I made the mistake at stopping at a summer market. It is a touristy place and I rarely stop. The prices were beyond belief. Even the tourists were complaining at the till, $14 for a small basket of cherries, $7.50 for a few leaves of lettuce. At that rate, I have about $100,000 worth of lettuce in my garden I can’t give away! I also had people nudging and bumping into me. They obviously didn’t get the memo about the Covid pandemic and the importance of social distancing. I got the hell out of there. Lisa thought I was nuts to stop in the first place.
Lisa and I got off the main roads and turned behind the mountain and followed the creek. We stopped and walked a familiar trail, breathing easy away from the ruck of the maddening crowd.
The flowers are out in abundance due to our wet early summer. Willow enjoyed a swim.
Not a lot of hot weather. Rain in-between sunshine. I’m okay with that. The world’s seemed to have gone strange. I hold onto what’s familiar.
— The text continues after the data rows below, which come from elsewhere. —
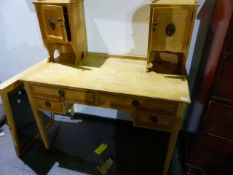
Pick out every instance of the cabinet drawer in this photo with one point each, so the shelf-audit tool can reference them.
(52, 106)
(153, 121)
(131, 104)
(212, 151)
(62, 94)
(219, 120)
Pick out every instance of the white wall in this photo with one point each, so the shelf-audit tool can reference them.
(113, 26)
(20, 40)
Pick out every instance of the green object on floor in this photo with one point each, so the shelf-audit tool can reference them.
(103, 169)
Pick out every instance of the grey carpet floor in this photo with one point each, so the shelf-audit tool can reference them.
(133, 150)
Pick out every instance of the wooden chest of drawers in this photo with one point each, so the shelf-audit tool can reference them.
(213, 149)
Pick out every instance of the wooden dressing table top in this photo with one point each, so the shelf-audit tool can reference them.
(111, 74)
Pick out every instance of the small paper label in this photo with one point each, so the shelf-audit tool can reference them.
(184, 98)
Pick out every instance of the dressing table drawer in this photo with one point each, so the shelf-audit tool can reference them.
(153, 121)
(52, 106)
(132, 104)
(62, 94)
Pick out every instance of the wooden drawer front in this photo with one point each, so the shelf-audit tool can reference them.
(212, 151)
(61, 94)
(171, 28)
(116, 102)
(50, 105)
(219, 120)
(224, 84)
(121, 102)
(153, 121)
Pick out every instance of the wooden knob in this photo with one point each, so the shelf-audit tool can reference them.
(62, 95)
(154, 119)
(48, 104)
(135, 103)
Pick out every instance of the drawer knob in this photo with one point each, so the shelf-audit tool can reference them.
(154, 119)
(48, 104)
(62, 95)
(170, 29)
(135, 103)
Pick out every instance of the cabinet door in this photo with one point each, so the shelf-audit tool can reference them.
(53, 24)
(170, 28)
(219, 120)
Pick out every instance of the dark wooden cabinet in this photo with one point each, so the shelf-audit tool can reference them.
(213, 146)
Not because it will save me, but because it’s the only thing I know.
The garden is teeming. We can’t grow enough to be self sufficient. Even if I started shooting all the deer around me, it would be a tough go. The new spuds ease the pain of reality, and there’s something cathartic about picking your own lettuce.
We trade with friends; pickles for rhubarb, weed for meat, firewood for jelly. . . it’s a trick we play to think we are beating the system.
If this is all we get I’ll be happy without the heat.
A fine week. Busy as a one armed paper hanger. Still time to enjoy the morning dawn and evenings before the sun goes down. The garden is raging, carrots and pea pods. The broccoli and cauliflower have heads. If it heats up they will want to bolt. It feels good not to be responsible for the plants, although I planted them. We had small carrots and squash for supper tonight. We can’t keep up to the lettuce. How I wish I could save it for winter when fresh vegetables are scarce. It’s easy if you let it be.
Damn good hike. I’m not used to hiking with so many people, but it was worth it. The dogs got along, that’s important. We headed where I left a coffee cup, used for booze, a few years before. It’s not like me to leave anything behind.
The hills are steep, they always will be.. The snow, hard from the slide, unforgiving, slippery if not careful.
Hunter had it planned. Bree’s Mom and Dad, sister and husband were along. Lisa and I played dumb. Not hard for me.
I was up the week before to check the trail. The snow was hanging on. I figured right, it would be mostly gone by Canada Day, I always think it wouldn’t take many years of chilly weather before the glaciers grew back. It’s too bad we measure everything in lifetimes.
When the time was right Hunter asked his soul mate to spend the rest of their lives together.
Lisa said from the first time she met Bree she knew her and Hunter would be together forever.
To be able to share such a special day was wonderful.